Afghanistan. Dopo il voto più pressione della Nato sui Talebani
27 Settembre 2010
di redazione
Una decina di giorni dopo le elezioni legislative, ed in attesa di risultati che certamente susciteranno polemiche, sono le operazioni militari a rubare la scena in Afghanistan, per la determinazione delle forze della Coalizione internazionale di ridimensionare una volta per tutte il potere dei talebani colpendoli nei loro stessi santuari, oltre confine in Pakistan, o nella provincia meridionale di Kandahar.
Terminata l’integrazione dell’ultimo contingente di oltre 30.000 uomini inviato dal presidente Barack Obama per un "surge" definitivo contro gli insorti, i diversi reparti della Forza internazionale di assistenza alla sicurezza (Isaf, sotto comando Nato) hanno impresso una accelerazione alle loro azioni in molte province afghane.
Questa strategia si sviluppa fra mille drammatici ostacoli che coinvolgono l’opinione pubblica, come le conseguenze di un bombardamento venerdì dell’Isaf nella provincia orientale di Laghman in cui potrebbero essere morti molti civili, o come il comportamento del soldato americano Jeremy N. Morlock, 22 anni, che ha raccontato come lui e alcuni compagni facessero parte di un ‘kill team’ che uccideva persone inermi per sport. Ma bisogna andare avanti, come hanno provato ieri sera i vertici militari dell’Alleanza quando hanno autorizzato l’invio di due elicotteri Apache per bombardare nel Waziristan pachistano nascondigli di talebani della cosiddetta "Rete Haqqani" che giorni fa avevano realizzato una offensiva contro la base americana Narizah, nella provincia afghana di Khost.

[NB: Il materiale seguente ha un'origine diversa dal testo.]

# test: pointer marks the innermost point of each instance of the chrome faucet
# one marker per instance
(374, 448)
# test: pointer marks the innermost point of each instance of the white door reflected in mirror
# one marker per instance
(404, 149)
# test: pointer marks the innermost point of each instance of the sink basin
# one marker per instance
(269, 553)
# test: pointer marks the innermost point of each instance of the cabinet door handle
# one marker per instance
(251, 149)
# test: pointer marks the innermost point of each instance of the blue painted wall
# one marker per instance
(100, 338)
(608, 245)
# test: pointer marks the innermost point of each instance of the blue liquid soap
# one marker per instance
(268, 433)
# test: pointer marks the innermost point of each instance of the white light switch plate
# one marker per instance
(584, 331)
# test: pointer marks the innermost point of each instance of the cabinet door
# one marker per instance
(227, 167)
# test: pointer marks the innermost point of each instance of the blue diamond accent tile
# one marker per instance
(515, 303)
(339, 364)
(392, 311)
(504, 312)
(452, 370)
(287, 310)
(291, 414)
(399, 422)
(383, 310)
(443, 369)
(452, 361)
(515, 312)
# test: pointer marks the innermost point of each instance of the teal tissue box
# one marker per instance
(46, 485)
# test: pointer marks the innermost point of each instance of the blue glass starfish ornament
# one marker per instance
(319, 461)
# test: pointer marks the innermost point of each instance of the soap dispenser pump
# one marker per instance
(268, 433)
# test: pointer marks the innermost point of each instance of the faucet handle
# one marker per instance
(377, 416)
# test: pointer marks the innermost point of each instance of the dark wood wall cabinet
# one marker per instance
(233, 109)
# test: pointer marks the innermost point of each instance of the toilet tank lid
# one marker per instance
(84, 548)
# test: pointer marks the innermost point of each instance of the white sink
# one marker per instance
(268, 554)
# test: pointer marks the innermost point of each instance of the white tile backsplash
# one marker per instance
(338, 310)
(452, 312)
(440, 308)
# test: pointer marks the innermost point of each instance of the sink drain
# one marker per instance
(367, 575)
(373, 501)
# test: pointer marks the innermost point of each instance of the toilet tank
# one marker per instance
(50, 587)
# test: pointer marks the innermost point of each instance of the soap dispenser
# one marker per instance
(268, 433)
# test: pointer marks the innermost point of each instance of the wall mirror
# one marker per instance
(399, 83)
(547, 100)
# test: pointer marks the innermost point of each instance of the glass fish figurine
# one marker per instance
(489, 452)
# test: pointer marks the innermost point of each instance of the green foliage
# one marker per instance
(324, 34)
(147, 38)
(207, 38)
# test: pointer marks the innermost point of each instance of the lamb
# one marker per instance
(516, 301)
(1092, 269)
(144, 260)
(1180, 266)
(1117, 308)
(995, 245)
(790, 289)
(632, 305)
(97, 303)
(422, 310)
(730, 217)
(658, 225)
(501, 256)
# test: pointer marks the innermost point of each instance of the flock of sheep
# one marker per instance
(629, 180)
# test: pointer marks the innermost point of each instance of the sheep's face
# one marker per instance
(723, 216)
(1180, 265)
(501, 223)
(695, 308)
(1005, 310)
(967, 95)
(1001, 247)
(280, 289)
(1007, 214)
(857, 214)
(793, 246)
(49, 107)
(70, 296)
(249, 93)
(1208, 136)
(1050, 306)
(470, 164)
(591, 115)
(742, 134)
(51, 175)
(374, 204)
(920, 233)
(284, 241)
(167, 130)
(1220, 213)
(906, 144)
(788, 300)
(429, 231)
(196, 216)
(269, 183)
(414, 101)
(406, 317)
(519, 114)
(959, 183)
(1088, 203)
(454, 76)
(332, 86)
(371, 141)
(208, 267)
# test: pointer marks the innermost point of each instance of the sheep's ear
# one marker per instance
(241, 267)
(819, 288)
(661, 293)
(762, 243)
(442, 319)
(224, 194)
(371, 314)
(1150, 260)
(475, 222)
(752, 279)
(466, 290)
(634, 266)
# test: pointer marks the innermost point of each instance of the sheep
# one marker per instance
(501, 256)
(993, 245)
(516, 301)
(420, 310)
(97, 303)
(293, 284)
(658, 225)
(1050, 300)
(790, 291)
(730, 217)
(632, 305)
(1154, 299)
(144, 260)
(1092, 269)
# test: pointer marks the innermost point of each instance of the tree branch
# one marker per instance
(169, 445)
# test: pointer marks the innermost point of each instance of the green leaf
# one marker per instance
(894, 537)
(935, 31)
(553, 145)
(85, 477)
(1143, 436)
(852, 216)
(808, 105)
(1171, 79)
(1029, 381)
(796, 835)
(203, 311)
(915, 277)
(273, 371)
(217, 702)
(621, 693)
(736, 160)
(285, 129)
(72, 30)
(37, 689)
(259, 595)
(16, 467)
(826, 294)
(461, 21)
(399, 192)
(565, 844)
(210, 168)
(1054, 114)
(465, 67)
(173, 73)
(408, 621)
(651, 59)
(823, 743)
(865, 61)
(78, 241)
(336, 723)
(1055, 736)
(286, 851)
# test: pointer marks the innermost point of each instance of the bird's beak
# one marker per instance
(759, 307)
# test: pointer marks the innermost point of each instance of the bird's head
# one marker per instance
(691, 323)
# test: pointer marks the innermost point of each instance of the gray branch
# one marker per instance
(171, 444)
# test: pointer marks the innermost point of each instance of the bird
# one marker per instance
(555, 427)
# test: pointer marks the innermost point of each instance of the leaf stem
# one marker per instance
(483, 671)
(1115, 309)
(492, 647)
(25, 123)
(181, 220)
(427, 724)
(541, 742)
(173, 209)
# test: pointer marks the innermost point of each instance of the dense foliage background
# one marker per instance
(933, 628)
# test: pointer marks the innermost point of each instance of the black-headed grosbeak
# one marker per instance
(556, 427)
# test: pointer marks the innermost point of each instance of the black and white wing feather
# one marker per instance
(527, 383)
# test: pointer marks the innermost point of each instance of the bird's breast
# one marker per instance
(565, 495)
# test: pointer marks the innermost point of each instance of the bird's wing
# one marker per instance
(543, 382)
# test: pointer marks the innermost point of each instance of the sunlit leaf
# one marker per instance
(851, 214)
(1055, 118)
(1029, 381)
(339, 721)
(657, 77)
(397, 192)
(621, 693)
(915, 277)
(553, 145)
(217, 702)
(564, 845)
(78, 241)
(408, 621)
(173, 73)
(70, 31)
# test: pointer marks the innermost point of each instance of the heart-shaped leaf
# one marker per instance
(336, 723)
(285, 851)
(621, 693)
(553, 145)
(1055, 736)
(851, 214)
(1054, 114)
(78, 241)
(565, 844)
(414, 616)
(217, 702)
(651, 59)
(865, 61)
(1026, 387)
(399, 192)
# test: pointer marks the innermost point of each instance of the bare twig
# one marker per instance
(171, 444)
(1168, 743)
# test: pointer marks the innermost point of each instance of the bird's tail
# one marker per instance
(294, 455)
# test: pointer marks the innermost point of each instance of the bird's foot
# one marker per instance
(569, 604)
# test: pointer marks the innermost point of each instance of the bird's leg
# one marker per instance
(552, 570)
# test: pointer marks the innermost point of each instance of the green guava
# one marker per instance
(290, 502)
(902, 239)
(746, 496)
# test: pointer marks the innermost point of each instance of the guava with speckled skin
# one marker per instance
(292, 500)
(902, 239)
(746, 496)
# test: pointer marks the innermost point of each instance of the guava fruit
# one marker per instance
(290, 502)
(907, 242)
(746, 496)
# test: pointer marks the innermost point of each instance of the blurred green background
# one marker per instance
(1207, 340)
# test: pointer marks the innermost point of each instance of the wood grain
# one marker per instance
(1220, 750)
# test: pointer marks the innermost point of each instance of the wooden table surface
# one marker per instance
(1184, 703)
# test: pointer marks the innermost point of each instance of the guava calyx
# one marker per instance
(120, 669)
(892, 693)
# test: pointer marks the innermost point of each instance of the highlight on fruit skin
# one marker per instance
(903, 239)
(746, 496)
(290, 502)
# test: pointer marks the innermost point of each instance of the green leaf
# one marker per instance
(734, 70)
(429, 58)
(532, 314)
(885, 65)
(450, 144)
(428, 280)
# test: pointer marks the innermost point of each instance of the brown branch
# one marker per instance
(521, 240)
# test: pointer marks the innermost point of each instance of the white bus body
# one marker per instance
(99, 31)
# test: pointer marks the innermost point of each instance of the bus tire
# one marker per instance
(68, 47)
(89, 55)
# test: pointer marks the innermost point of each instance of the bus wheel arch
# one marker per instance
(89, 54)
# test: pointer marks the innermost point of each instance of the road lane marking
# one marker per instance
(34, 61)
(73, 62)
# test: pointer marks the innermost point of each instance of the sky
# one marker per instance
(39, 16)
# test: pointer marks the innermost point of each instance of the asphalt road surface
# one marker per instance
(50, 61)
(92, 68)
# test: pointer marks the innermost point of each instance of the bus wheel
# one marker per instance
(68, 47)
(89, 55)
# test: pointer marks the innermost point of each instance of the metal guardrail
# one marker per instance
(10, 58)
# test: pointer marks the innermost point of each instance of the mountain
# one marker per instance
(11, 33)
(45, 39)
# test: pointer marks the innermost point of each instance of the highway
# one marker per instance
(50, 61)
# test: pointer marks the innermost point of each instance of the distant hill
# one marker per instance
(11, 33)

I morti sono stati decine e fonti Isaf si sono preoccupate di sottolineare che non si è trattato di uno sconfinamento illegale "perché gli elicotteri stavano seguendo le regole di ingaggio quando hanno varcato il confine con il Pakistan". Come era da immaginare, questo non ha soddisfatto il governo pachistano che ha presentato una protesta formale presso la Nato a Bruxelles sostenendo che si tratta di una "evidente infrazione e violazione del mandato in base al quale opera l’Isaf" in Afghanistan. Ma è a sud, nella regione di Kandahar considerata il principale santuario dei Talebani pashtun, che si sta giocando da qualche tempo la partita più importante con la complessa Operazione Hamkari (in dari, Cooperazione) che ormai alla sua terza fase da giugno, è giunta alle porte di Kandahar City. Lo ha annunciato in conferenza stampa il portavoce dellàIsaf, il generale tedesco Josef Blotz, che ha confermato come "specificamente Hamkari, la nostra operazione dentro e attorno Kandahar, è entrata in una importante fase, denominata ‘Operation Dragon Strike’".
Blotz ha sottolineato che l’arrivo dell’ultimo contingente statunitense ha permesso di cambiare marcia alle forze militari internazionali e che "ora sono cominciate operazioni di ripulitura attorno ai distretti di Zharay e Panjwài, dove ci aspettiamo combattimenti molto intensi". A differenza della precedente Operazione Moshtarak (Insieme) nella vicina provincia di Helmand che non sembra aver raggiunto tutti i risultati prefissati quella a Kandahar, oltre ad aver avuto finora un profilo molto più basso, è costruita su una architettura molto più complessa..’.Come ha spiegato il generale Claudio Mori, sottocapo dello Stato maggiore dell’Isaf a Kabul, "operazioni come Hamkari sono sempre più associate alla ricostruzione, La dottrina che applichiamo – ha aggiunto – prevede fasi concatenate e necessarie: shaping (delineamento dell’obiettivo), cleaning (pulizia), holding (consolidamento del controllo), e building (costruzione)".